Mon 15 juillet, mon plus haut que le soleil d’été, plus flamboyant que la lune rouge. Chevauchée de tgv, déchire les jours d’avant, distille ses fruits neufs, son feu d’artifice. Jour vif, jour pace-maker, vendredi de reviens-y…

Celui qui prend le train et son chapeau, bravant les presque quarante de sueur bien comptée qu’on lécherait jusqu’au bout. 
Calme, le cœur ? Se laisse dompter. Se laisse mettre la misère, là où le corps revanchard pistonne ses raisons d’être, ses racines fortes, ses échecs patents pour être le plus fort à tous les jeux. 
Sa douceur m’assemble, me rend meilleure (je me dis). Plus vraie que la veille, plus vivante. 

Sans transition, le vide se comble de brochettes pur jus, de vin, d’étoiles scintillantes, d’effluves d’écurie (ce cheval portant moustiquaire, qui sait ouvrir la porte de son box, qui me pousse de la bouche pressé de prendre le frais, dont je caresse les naseaux, dont finalement je frappe les flancs pour qu’il pénètre dans l’enclos). 
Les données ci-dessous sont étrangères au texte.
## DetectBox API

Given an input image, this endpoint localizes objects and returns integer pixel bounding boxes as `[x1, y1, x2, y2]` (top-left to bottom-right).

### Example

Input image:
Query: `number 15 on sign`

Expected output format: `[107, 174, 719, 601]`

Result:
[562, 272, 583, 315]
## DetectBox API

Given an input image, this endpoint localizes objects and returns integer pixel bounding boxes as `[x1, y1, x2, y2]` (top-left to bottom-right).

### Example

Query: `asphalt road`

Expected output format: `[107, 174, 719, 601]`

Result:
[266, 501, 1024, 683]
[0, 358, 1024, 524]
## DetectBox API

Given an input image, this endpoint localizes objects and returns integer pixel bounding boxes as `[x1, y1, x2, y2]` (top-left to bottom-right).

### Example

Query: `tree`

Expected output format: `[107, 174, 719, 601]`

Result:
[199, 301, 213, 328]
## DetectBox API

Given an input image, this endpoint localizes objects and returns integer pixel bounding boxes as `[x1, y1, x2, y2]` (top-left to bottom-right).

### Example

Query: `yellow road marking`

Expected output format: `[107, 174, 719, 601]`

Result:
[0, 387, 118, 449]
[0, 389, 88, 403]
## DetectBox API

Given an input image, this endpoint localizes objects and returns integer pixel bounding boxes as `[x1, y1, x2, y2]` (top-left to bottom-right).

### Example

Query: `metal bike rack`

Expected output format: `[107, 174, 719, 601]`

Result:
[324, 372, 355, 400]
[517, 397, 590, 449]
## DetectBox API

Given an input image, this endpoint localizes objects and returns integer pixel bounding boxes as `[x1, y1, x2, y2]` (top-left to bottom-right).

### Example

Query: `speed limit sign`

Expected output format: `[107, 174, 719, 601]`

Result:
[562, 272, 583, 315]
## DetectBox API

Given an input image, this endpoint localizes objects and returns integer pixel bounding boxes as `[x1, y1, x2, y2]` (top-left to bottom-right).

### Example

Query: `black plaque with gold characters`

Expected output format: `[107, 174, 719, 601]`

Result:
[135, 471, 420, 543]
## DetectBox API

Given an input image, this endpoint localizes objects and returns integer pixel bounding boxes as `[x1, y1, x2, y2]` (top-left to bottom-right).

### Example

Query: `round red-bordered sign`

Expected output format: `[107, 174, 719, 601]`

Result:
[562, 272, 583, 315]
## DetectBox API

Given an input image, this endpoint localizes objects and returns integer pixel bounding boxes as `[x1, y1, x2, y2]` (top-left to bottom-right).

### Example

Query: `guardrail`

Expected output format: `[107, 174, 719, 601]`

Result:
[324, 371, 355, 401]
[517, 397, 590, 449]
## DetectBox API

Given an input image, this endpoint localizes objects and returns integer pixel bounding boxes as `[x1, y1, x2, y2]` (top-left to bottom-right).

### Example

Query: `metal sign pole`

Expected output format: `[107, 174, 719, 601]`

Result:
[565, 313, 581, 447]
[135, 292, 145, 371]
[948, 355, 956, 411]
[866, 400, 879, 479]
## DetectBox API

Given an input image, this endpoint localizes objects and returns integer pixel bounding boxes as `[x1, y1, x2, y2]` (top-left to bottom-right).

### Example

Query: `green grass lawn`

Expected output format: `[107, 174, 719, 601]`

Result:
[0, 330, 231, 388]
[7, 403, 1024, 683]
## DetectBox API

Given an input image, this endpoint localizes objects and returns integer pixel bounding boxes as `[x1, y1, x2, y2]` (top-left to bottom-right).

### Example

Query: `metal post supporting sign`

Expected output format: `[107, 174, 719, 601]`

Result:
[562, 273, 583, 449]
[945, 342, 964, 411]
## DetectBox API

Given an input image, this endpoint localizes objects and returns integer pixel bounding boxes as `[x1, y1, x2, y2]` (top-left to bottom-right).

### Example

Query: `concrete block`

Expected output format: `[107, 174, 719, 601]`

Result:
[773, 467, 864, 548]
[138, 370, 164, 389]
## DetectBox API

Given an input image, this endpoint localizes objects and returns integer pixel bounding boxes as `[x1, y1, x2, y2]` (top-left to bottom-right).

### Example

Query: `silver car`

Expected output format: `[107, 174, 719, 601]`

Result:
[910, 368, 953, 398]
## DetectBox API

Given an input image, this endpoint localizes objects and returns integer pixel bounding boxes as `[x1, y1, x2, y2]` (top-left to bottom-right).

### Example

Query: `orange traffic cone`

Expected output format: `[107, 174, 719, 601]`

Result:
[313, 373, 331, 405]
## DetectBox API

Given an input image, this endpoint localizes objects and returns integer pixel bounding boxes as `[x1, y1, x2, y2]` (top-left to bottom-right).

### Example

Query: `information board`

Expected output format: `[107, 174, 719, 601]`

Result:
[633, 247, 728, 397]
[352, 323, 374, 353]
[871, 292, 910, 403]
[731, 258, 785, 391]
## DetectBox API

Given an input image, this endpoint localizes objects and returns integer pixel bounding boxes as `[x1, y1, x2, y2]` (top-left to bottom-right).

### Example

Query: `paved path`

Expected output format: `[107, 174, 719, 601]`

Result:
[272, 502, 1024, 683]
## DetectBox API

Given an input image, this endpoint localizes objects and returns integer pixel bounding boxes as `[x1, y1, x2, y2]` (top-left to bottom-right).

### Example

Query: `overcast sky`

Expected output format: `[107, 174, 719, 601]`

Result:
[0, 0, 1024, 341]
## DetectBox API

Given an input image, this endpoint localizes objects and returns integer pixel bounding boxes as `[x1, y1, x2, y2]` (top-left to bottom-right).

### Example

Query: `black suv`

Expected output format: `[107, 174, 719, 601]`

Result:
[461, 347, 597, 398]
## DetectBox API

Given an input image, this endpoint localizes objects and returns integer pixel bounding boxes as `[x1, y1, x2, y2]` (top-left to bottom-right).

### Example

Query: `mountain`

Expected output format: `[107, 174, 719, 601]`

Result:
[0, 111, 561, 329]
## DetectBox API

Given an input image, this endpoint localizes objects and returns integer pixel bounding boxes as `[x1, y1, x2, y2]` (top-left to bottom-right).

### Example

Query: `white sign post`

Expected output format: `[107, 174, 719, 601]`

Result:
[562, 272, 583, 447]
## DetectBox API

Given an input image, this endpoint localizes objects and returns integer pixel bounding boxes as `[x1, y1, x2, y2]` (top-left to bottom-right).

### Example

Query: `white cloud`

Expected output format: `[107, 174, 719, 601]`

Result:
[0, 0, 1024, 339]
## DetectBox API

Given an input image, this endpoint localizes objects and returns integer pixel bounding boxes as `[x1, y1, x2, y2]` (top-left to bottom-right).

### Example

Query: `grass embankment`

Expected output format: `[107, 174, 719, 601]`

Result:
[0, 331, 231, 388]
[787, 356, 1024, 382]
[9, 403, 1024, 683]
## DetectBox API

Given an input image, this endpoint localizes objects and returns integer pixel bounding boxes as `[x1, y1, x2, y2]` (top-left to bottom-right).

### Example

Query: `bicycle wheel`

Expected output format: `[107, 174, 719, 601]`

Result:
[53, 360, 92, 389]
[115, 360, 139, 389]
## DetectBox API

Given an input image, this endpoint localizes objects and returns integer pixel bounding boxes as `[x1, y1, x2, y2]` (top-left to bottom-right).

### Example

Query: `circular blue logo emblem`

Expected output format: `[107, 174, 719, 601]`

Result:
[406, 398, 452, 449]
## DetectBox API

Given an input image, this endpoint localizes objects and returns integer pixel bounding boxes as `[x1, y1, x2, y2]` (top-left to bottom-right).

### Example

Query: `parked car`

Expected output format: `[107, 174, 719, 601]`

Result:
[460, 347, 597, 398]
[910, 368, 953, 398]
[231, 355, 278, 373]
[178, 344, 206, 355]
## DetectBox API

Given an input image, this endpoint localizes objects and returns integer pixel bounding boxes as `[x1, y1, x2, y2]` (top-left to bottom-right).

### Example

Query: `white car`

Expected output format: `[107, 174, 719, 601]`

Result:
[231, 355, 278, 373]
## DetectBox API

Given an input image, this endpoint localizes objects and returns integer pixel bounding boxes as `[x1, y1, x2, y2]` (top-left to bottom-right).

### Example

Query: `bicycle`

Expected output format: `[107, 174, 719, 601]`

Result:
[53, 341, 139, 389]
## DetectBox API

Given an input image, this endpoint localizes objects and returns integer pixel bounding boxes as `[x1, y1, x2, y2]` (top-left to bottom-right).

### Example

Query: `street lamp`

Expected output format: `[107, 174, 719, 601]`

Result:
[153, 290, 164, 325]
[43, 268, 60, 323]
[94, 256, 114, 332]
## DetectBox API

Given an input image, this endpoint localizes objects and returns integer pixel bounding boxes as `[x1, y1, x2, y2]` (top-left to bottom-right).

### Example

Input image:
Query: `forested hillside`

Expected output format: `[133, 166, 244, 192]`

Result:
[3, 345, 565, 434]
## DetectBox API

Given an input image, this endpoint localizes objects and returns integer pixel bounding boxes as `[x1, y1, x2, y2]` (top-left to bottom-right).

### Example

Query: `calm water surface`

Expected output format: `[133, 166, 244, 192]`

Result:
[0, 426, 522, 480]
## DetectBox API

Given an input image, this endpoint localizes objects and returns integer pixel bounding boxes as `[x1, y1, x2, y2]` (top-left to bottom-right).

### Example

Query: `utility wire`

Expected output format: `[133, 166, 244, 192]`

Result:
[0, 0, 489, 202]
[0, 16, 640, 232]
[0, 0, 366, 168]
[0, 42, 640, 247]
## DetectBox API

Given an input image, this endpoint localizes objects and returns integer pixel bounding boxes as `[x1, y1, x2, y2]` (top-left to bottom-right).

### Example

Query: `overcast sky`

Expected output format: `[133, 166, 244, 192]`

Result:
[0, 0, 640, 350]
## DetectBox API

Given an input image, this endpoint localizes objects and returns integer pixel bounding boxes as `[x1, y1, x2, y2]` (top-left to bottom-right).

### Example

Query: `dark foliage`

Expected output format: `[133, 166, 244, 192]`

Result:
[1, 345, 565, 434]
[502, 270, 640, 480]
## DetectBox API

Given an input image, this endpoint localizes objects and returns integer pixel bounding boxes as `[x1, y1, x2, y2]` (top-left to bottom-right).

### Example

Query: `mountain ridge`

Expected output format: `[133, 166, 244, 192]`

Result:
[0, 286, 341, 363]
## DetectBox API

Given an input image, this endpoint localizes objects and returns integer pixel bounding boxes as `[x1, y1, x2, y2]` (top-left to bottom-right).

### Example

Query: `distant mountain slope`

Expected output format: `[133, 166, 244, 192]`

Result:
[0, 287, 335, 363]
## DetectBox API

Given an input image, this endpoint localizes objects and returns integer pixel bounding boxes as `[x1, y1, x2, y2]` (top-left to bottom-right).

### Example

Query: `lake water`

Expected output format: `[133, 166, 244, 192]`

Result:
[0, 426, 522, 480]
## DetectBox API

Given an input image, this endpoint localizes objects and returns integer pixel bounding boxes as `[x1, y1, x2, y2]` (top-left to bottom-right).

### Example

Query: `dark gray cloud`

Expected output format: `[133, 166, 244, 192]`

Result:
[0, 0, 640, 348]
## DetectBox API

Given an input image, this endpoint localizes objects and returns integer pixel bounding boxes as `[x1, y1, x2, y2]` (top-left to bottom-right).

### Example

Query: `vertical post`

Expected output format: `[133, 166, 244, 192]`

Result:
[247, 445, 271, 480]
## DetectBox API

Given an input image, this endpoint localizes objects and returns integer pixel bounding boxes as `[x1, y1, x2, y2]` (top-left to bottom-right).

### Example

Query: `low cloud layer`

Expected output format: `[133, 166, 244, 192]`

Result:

Retour dans l’improbable fiat diabolique avec à bord un écrivain flottant dans les volutes de rhum arrangé, une nuit noire que la lune et les pleins phares déficients peinent à éclairer, une nuit de manade au bord des yeux, perdu dans cette atmosphère de fourrure et de poussière.
Le vent s’est levé. On dormira mieux.